Desconcentrar poder, conhecimento e riquezas
- culturadedoar
- 10 de mai.
- 3 min de leitura
Por Ana Clara Leite, sócia e diretora comercial da Prosas e integrante do Movimento por uma Cultura de Doação

Escrevo este artigo tendo como pano de fundo o belíssimo mar de Fortaleza. Estou na cidade para o 13º Congresso GIFE, que neste ano traz como tema uma questão urgente e necessária: "desconcentrar poder, conhecimento e riquezas".
Enquanto aguardo o início do evento, não consigo deixar de pensar nos dados que compartilhei há dois dias. Na última segunda-feira, tive a oportunidade de apresentar o lançamento do Painel do Esporte da Prosas, uma ferramenta interativa que traz mais transparência e dados sobre o uso de incentivos fiscais no setor esportivo. Uma das primeiras análises que compartilhei chamou a atenção para uma disparidade preocupante: enquanto o mecanismo federal bateu recorde de arrecadação em 2024, a região norte registrou queda no volume de recursos captados e sua representação no todo do mecanismo vem diminuindo ano após ano. Em 2024, a região captou apenas 1,9% dos recursos destinados ao mecanismo. E aqui vão mais alguns dados:
As 10 empresas que mais destinaram recursos ao mecanismo no ano passado estão sediadas no sudeste;
6 delas investem a maior parte dos recursos em São Paulo e 2, no Rio de Janeiro;
Das 10 organizações que mais captaram recursos no mecanismos em 2024, 8 são do sudeste (6 de São Paulo, 1 do Rio de Janeiro e 1 de Minas Gerais); 1 organização é do sul e 1 organização é do nordeste (Bahia);
Do mais de R$1 bi captado no mecanismo em 2024, 68,4% do recurso foi destinado a proponentes do sudeste.

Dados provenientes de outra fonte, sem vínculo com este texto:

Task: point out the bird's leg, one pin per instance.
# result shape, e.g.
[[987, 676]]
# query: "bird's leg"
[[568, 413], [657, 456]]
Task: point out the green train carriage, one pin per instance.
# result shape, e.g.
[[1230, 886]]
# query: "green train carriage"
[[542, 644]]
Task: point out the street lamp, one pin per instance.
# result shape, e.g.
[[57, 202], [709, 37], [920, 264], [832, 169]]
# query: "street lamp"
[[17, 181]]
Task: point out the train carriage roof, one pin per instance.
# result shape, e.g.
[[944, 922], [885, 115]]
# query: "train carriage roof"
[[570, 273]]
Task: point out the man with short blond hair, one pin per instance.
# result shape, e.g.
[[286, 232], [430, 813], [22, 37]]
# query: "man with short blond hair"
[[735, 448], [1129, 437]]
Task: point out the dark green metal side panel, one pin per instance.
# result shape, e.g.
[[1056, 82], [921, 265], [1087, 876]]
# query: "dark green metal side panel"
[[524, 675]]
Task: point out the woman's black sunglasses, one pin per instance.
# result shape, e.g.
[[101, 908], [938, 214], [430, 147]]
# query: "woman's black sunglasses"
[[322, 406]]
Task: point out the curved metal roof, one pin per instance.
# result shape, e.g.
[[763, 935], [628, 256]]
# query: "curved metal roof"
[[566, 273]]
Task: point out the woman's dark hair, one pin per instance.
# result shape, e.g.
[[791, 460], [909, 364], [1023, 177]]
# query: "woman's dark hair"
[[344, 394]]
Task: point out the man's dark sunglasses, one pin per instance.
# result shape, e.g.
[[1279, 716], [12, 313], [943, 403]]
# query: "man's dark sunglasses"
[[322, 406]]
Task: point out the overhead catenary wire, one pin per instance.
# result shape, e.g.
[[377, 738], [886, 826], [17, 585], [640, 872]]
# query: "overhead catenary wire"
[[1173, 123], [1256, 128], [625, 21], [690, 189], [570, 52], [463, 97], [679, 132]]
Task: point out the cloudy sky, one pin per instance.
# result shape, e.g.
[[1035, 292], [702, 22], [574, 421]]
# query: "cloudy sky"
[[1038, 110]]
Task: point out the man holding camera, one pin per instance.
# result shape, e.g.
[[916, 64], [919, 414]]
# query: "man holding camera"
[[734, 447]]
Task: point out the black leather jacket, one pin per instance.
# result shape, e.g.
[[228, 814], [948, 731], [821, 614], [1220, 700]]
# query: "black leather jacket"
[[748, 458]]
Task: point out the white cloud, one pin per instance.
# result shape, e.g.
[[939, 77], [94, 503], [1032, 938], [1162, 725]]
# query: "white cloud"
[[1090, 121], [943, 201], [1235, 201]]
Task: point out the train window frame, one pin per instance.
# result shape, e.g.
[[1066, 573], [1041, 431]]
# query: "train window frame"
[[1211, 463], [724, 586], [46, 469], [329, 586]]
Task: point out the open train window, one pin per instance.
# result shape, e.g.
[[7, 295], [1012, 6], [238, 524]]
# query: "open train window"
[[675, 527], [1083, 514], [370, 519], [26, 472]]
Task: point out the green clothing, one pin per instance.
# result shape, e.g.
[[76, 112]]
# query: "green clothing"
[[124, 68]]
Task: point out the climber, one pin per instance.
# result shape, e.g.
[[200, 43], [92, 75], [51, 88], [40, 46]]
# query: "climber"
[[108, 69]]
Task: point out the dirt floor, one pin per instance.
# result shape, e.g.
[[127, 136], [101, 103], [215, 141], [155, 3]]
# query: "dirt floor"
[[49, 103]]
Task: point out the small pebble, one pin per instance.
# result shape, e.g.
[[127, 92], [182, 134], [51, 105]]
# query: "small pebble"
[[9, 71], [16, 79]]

Afora a discussão de mecanismos de incentivo poderem ser considerados doação ou não, tema que já foi muito bem estressado neste espaço do Vozes, é inegável que o comportamento de uso dos mecanismos reflete as premissas e estratégias de destinação de recursos e filantropia.
Esse cenário evidencia os desafios da centralização de recursos e a necessidade urgente de promover uma descentralização efetiva, especialmente quando se trata do fortalecimento de organizações da sociedade civil que atuam nas bases, na maioria das vezes em contextos de vulnerabilidade e invisibilidade. Os dados reforçam que, mesmo diante do crescimento global do volume de destinações, há regiões e causas sistematicamente excluídas dos fluxos financeiros mais relevantes. Isso impede que projetos transformadores avancem, impactando negativamente o desenvolvimento local e a equidade no acesso a oportunidades.
Não há solução simples ou imediata, mas sabemos que é fundamental repensarmos os critérios de distribuição de recursos. Compartilho algumas reflexões rápidas que podem ajudar no debate:
Promover maior diversidade na governança de fundos, empresas, comitês e organizações doadoras;
Investir em desenvolvimento institucional, informação e infraestrutura para que grupos historicamente minorizados possam acessar editais e oportunidades, apresentando seus projetos e ampliando suas ações de captação;
Rever critérios e exigências dos processos de seleção, rompendo com lógicas corporativas importadas de contratação de fornecedores que favorecem apenas grandes organizações;
Destinar recursos a fundos filantrópicos de terceiros focados em regiões e/ou causas específicas.
Desconcentrar riquezas e oportunidades é também uma escolha política e estratégica, que passa por reconhecer a potência de iniciativas fora dos grandes centros e apoiar a construção de um país mais justo e plural. Espero ansiosa que os três dias de trocas no Congresso GIFE possam reverberar em ações práticas no setor. Como alavancar doações para regiões, grupos e causas minoritárias deve estar no centro das discussões do campo social.